I was born in the capital city of Indonesia, Jakarta. Ever since I was young, I’ve had a genuine interest in biological science, and I’ve always known that it was what I wanted to do in the future. I completed high school in Jakarta before my dad encouraged me to pursue my undergraduate degree abroad. With my parent’s support, I took a Bachelor’s in Biochemistry and Molecular Biology at The University of Western Australia. During my undergraduate studies, my hands-on experiences in the lab sparked my curiosity for research, leading me to pursue a Master’s dissertation degree.
During the last semester of my undergraduate, I was unsure of what career pathway I should pursue, and I was at a crossroads on whether I should continue with a master’s degree. During this time, I had the opportunity to work on a small research project in Dr. Iyer’s lab. The project primarily involved computational work to predict G-quadruplex and I-motif structures in oncogene promoter regions. This experience exposed me to research in the field of molecular science, which significantly sparked my interest in pursuing a research career. Dr. Iyer was an excellent supervisor, and the research papers published by the Bionano Lab aligned with my interests, which led me to decide to join the centre.
Recessive dystrophic epidermolysis bullosa (RDEB) is a rare inheritable skin disorder which can greatly impair an individual quality of life. RDEB is caused by a mutation in COL7A1 gene which encodes for collagen VII, a vital component of anchoring fibrils that is responsible in holding the epidermis and dermis layer of the skin together. My project plans to investigate the distribution, sustained presence and function of COL7A1 targeting ASO in skin cells to better understand the potential for ASO therapies to treat RDEB. To achieve this, I aim to (1) develop an imaging workflow for correlative imaging that will analyse the subcellular distribution and persistence ASOs within skin cells, (2) analyse the functionality of ASOs simultaneously with localisation within skin cells, and (3) analyse COL7A1 expression and basement membrane integrity over time after ASO treatment in a 3D model of RDEB. The development of a correlative imaging workflow to visualise the distribution of ASOs within skin cells with subcellular resolution will provide important feedback for evaluating the potential of ASO approaches to treat EB. This could uncover interactions with biological barriers and molecules that affect stability and efficacy and support chemical modifications or other changes in approach to better develop effective ASO therapeutics. Ultimately, this research serves to provide a groundwork to support future RNA-based therapeutic developments, especially in treating genetic diseases.

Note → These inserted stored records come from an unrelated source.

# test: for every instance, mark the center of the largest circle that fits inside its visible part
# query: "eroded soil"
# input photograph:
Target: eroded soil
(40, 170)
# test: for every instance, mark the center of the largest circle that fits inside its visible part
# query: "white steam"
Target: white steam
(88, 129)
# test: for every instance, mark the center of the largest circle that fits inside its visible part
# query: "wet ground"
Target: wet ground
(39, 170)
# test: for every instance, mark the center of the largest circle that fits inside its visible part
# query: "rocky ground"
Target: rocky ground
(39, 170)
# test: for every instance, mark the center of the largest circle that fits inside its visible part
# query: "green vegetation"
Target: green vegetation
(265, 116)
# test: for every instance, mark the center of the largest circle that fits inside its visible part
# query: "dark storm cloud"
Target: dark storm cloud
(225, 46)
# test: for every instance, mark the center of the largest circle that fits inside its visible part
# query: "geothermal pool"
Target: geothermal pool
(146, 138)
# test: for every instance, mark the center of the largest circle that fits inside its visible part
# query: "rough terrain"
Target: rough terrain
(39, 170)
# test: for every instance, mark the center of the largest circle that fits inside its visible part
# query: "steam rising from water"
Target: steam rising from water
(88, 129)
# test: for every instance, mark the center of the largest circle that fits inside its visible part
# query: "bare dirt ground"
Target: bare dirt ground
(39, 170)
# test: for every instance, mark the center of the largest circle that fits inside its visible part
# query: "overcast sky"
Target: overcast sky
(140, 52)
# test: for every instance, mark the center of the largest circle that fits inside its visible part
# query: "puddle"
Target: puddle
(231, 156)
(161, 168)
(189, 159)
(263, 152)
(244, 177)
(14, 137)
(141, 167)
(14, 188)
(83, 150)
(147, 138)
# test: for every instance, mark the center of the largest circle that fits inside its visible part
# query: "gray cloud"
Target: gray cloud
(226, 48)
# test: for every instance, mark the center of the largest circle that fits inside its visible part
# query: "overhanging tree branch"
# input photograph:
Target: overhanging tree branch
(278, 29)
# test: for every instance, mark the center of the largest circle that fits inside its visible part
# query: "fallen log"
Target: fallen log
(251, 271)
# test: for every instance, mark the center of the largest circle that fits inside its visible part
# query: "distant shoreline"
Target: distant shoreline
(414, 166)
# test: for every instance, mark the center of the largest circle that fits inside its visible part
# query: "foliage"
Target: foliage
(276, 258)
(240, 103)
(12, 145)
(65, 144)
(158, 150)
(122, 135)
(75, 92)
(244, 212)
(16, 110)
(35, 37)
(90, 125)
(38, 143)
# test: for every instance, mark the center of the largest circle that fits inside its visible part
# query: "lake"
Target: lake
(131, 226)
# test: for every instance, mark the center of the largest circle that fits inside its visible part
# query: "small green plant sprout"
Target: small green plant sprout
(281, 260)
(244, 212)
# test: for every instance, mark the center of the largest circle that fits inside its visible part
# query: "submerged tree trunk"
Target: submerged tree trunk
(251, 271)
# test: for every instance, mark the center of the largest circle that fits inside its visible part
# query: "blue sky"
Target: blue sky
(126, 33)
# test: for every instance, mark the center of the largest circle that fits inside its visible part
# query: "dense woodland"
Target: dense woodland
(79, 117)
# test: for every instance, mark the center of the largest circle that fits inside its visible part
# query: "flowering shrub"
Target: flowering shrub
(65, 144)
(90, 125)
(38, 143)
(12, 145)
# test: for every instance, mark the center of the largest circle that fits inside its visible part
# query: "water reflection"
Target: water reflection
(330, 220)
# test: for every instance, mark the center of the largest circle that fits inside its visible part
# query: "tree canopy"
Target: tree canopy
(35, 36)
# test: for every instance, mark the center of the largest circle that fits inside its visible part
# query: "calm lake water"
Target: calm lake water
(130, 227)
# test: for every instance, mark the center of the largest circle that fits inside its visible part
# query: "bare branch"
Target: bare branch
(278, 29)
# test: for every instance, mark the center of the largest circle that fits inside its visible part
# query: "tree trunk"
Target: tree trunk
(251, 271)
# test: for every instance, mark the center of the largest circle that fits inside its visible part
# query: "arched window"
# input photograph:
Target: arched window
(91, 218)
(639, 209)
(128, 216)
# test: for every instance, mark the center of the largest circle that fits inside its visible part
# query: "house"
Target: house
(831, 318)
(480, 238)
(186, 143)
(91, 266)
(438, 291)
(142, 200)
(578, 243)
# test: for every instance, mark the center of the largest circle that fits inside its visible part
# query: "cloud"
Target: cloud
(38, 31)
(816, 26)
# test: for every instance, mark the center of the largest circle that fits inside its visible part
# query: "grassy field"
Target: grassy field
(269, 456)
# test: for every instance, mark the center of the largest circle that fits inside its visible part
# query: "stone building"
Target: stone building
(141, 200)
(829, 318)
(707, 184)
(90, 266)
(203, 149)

Through this research, I hope to make a significant contribution to RNA-based therapeutic developments. I believe that joining the center will be vital in reaching my goals. The center’s cutting-edge facilities, collaborative environment, and expertise in molecular and genetic research, as well as microscopy, will provide the resources and support needed to carry out my project successfully. Furthermore, working alongside experienced researchers will offer valuable guidance and opportunities for professional development, ensuring that my research can make a meaningful impact.